In the instance of Hand, just a day after the initial criticism and calls for a stiff punishment, we discovered, as is often the case when all the details aren’t public, that things were not quite as they seemed. Hand, we learned, was charged under Alabama law with driving under the influence, even though he was not driving. Hand did the right thing. He had been drinking, but he decided to stay in his parked car with the keys in the ignition and sleep it off.

“It is not OK that he’s drinking, with me, and that’s a behavioral issue that needs to be addressed and we will address it,” Saban said. “But the fact that he didn’t drive the car and wasn’t driving the car, he didn’t put other people at risk, which to me is the most significant thing when you drive under the influence.”
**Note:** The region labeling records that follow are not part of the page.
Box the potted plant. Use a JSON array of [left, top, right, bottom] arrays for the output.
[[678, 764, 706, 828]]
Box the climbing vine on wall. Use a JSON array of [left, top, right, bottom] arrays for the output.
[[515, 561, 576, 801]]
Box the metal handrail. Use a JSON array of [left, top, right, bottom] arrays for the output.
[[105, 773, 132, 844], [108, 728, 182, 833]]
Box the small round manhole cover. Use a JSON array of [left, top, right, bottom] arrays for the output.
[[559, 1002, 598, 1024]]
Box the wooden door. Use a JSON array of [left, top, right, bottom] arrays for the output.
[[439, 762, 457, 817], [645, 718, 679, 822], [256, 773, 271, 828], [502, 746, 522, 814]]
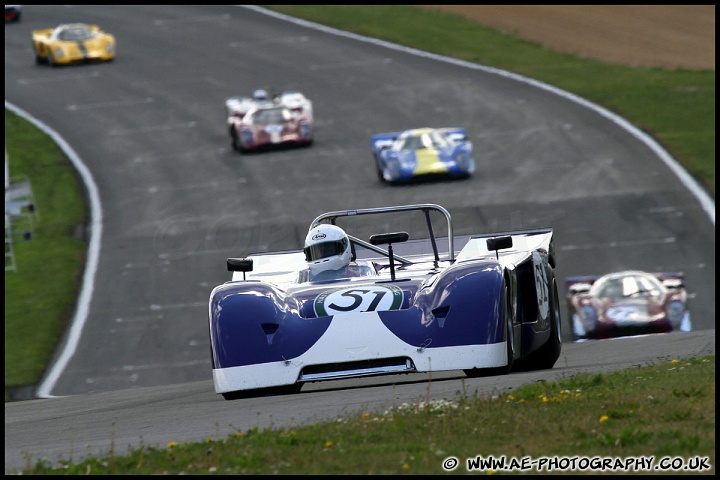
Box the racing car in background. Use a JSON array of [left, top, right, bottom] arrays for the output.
[[370, 128, 475, 183], [209, 204, 562, 400], [5, 5, 22, 23], [225, 89, 313, 153], [565, 270, 692, 340], [32, 23, 115, 66]]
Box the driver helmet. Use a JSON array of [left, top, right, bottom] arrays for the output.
[[303, 224, 352, 276]]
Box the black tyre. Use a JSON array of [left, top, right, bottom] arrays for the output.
[[521, 276, 562, 371], [464, 285, 515, 378], [230, 127, 242, 152], [222, 383, 302, 400]]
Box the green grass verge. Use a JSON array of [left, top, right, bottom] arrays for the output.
[[16, 356, 715, 475], [5, 109, 88, 394], [5, 5, 715, 474]]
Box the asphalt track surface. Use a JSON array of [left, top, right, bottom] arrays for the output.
[[5, 6, 715, 471]]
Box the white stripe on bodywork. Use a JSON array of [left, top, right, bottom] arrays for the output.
[[213, 312, 507, 393]]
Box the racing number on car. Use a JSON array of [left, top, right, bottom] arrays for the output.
[[533, 251, 550, 320], [315, 284, 403, 317]]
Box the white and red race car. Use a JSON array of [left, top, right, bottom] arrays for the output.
[[225, 89, 313, 153]]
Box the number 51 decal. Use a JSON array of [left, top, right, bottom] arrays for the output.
[[315, 283, 403, 317]]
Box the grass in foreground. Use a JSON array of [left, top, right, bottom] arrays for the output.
[[5, 109, 87, 401], [22, 356, 715, 475], [5, 5, 715, 401]]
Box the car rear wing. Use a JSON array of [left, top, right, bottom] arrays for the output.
[[309, 203, 455, 263]]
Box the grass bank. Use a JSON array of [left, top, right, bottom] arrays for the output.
[[16, 356, 715, 475]]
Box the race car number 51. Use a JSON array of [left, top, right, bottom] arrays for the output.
[[315, 284, 403, 317]]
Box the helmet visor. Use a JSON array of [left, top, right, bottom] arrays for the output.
[[304, 238, 347, 262]]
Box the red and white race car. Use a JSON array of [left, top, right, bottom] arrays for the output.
[[565, 270, 692, 340], [225, 89, 313, 153]]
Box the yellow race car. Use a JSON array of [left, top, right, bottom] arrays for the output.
[[32, 23, 115, 66]]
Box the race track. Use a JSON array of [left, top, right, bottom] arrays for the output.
[[5, 6, 715, 471]]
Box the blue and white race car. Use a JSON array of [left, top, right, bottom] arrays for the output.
[[370, 128, 475, 183], [209, 204, 562, 400]]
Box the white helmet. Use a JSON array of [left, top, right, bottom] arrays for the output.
[[304, 224, 352, 275]]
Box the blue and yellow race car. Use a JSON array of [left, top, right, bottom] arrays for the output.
[[370, 128, 475, 183]]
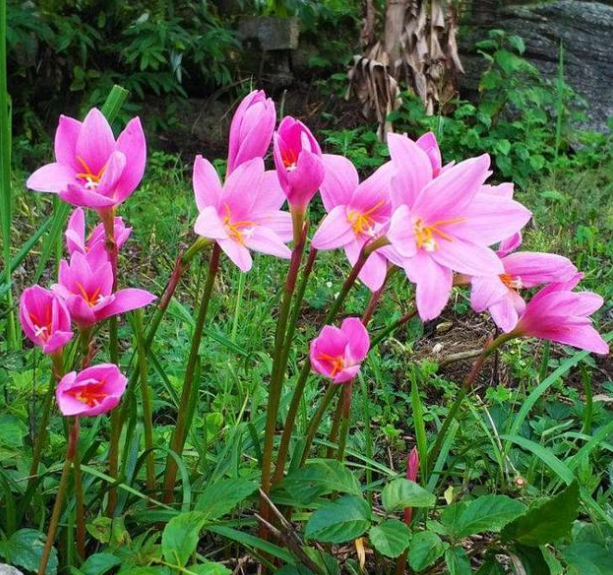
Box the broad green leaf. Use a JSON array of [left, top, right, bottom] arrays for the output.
[[381, 477, 436, 513], [304, 495, 371, 543], [0, 529, 57, 575], [281, 459, 361, 504], [445, 547, 472, 575], [194, 479, 258, 521], [562, 543, 613, 575], [502, 482, 579, 547], [409, 531, 448, 572], [441, 495, 526, 539], [368, 519, 411, 559], [80, 553, 121, 575], [162, 511, 206, 567]]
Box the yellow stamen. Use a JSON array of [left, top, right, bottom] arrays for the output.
[[347, 200, 385, 235]]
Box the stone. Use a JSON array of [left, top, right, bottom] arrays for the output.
[[460, 0, 613, 132]]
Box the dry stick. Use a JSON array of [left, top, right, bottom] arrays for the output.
[[163, 244, 221, 503], [38, 417, 79, 575]]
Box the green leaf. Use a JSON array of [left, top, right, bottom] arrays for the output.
[[562, 543, 613, 575], [502, 482, 579, 547], [194, 479, 258, 521], [445, 547, 472, 575], [0, 529, 57, 575], [381, 477, 436, 513], [368, 519, 411, 559], [281, 459, 361, 505], [441, 495, 526, 539], [80, 553, 121, 575], [162, 511, 206, 567], [409, 531, 448, 572], [304, 495, 371, 543]]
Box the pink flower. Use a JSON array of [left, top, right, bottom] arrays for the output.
[[194, 156, 292, 272], [55, 363, 128, 417], [64, 208, 132, 255], [384, 134, 531, 321], [310, 317, 370, 383], [512, 274, 609, 355], [273, 116, 325, 212], [19, 286, 72, 354], [313, 154, 394, 291], [52, 250, 156, 328], [227, 90, 277, 175], [26, 108, 147, 210], [470, 234, 577, 333]]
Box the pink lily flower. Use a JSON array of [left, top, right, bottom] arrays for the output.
[[310, 317, 370, 383], [19, 285, 72, 354], [273, 116, 325, 213], [26, 108, 147, 210], [384, 134, 531, 321], [194, 156, 292, 272], [51, 250, 156, 328], [313, 154, 394, 292], [512, 274, 609, 355], [55, 363, 128, 417], [470, 237, 577, 333], [64, 208, 132, 255], [227, 90, 277, 176]]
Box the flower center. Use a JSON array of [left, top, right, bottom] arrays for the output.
[[413, 218, 465, 252], [223, 204, 257, 246], [30, 304, 51, 343], [281, 150, 298, 172], [498, 274, 524, 290], [67, 379, 109, 407], [77, 282, 104, 307], [317, 353, 345, 377], [347, 200, 385, 236], [77, 156, 105, 190]]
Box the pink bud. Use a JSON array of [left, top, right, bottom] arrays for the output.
[[55, 363, 128, 417], [227, 90, 277, 176]]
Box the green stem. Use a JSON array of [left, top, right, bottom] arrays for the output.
[[427, 333, 517, 476], [38, 418, 79, 575], [164, 244, 221, 503], [134, 309, 155, 494]]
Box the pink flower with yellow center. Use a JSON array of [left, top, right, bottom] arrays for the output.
[[310, 317, 370, 383], [313, 154, 394, 291], [55, 363, 128, 417]]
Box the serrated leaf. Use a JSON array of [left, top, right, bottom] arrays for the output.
[[368, 519, 411, 559], [502, 482, 579, 547], [381, 477, 436, 513], [304, 495, 371, 543], [441, 495, 526, 539], [409, 531, 448, 572], [162, 511, 207, 567], [194, 479, 258, 521]]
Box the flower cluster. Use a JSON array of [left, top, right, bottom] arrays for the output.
[[19, 109, 155, 416]]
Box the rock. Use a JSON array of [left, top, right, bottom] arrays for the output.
[[0, 563, 23, 575], [460, 0, 613, 132]]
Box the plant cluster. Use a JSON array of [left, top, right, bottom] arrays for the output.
[[0, 84, 613, 575]]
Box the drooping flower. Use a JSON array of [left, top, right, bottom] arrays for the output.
[[64, 208, 132, 255], [384, 134, 531, 321], [227, 90, 277, 175], [512, 274, 609, 355], [52, 250, 156, 328], [26, 108, 147, 210], [19, 285, 72, 354], [273, 116, 325, 213], [55, 363, 128, 417], [310, 317, 370, 383], [194, 156, 292, 272], [313, 154, 394, 291], [470, 234, 577, 333]]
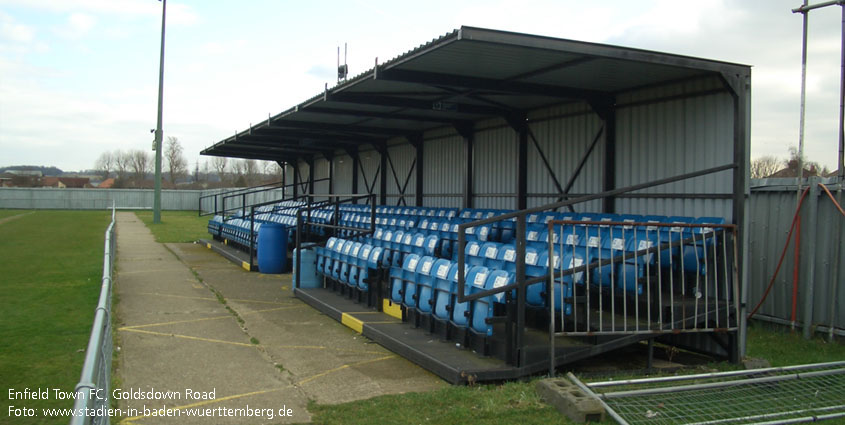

Hand is still subject to a disciplinary program that includes evaluation by professionals to determine if he has a problem and needs help.

To us, it looks like the criticism directed at Saban should be directed at the Legislature. The law is flawed and neither a football coach nor the state should punish a young man who made the right decision not to drive impaired.

Online: https://www.tuscaloosanews.com/


Aug. 3

The Dothan Eagle on Alabama’s oldest continuously existing town:

In the almost 200 years since it was settled, southeast Alabama’s oldest continuously existing town - Columbia, on the Chattahoochee River — has had its share of challenges and controversies. Once the county seat of Henry County, it was the central settlement in the largest county of Alabama, and was a vibrant port city with three steamboat landings. Its most significant challenge followed a decision by the railroad to choose Dothan over Columbia, when the town saw its star begin to wane.

And yet, Columbia survived.

One January morning in 1958, three brothers from Donalsonville, Georgia, walked into the Bank of Columbia and robbed the establishment of about $19,000. They were caught, tried, convicted and sent to prison in less than a month. And in 1962, two of the brothers and a third man escaped from Alcatraz prison, thought to be America’s most secure lock-up.

A 1963 book and 1979 movie of the same name, “Escape from Alcatraz,” added to Columbia’s storied history.

The town’s most recent controversy won’t rise to those heights. Earlier this year, a representative from Southeast Alabama Regional Commission on Aging visited the Columbia Senior Center to look into irregularities concerning a government-funded food program. More meals were going to the center than there were seniors to eat them, and a closer look revealed what SARCOA officials say were forged names on the enrollment. The center director, whose husband was the mayor, resigned. This week, the mayor, Lanny Lancaster, also resigned.

And yet, we expect Columbia will survive. On Tuesday, former mayor pro tem Rhonda Freeman became acting mayor, and in 60 days could be approved by the council to complete Lancaster’s term.

We wish Mayor Freeman well in her interim term, and urge her and her fellow elected officials to first take steps to make the necessary amends to continue the food service program for the elderly residents of Columbia for whom it is intended, and then work toward better serving the people of our part of the state’s oldest continuously existing town.